Resurgent crude prices kept Apache Corporation’s North Sea business on an upward trajectory last year.
Apache North Sea (ANS), whose US parent company is based in Houston, chalked up pre-tax profits of £98 million in 2017, against a surplus of £8.6m the previous year.
Average crude prices were 24% higher at $53.58 per barrel last year, pushing ANS’s revenues up 2.3% to £513m.
Production quotas introduced by Opec and its allies at the start of 2017 were the main catalyst for that improvement in prices.
Higher revenues offset the impact of the Forties Pipeline System shutdown at the end of last year, which dented production at ANS and several other operators.

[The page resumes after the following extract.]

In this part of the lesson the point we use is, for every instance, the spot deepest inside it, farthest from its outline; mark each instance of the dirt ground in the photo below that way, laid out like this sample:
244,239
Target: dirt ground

ANS, operator of the Forties field, has been on the recovery trail since 2015, when it suffered pre-tax losses of £262m against a backdrop of plummeting oil prices.
The UK Treasury’s decision to cut petroleum revenue tax to 0% in the March 2016 Budget, from 35% previously, has supported ANS’s upturn in fortunes in recent years.
The government also reduced the supplementary charge – an additional tax on profits in the industry – to 10% from 20% at the start of 2016.
In its 2017 accounts, just released by Companies House, ANS said it recorded a £90.6m deferred tax benefit in 2016, following a reassessment of its “deferred income tax liability” for 2015.
ANS’s lifting costs for 2017 rose 28% to $17.01 per barrel as a result of lower production volumes, higher direct expense and increased workover activity.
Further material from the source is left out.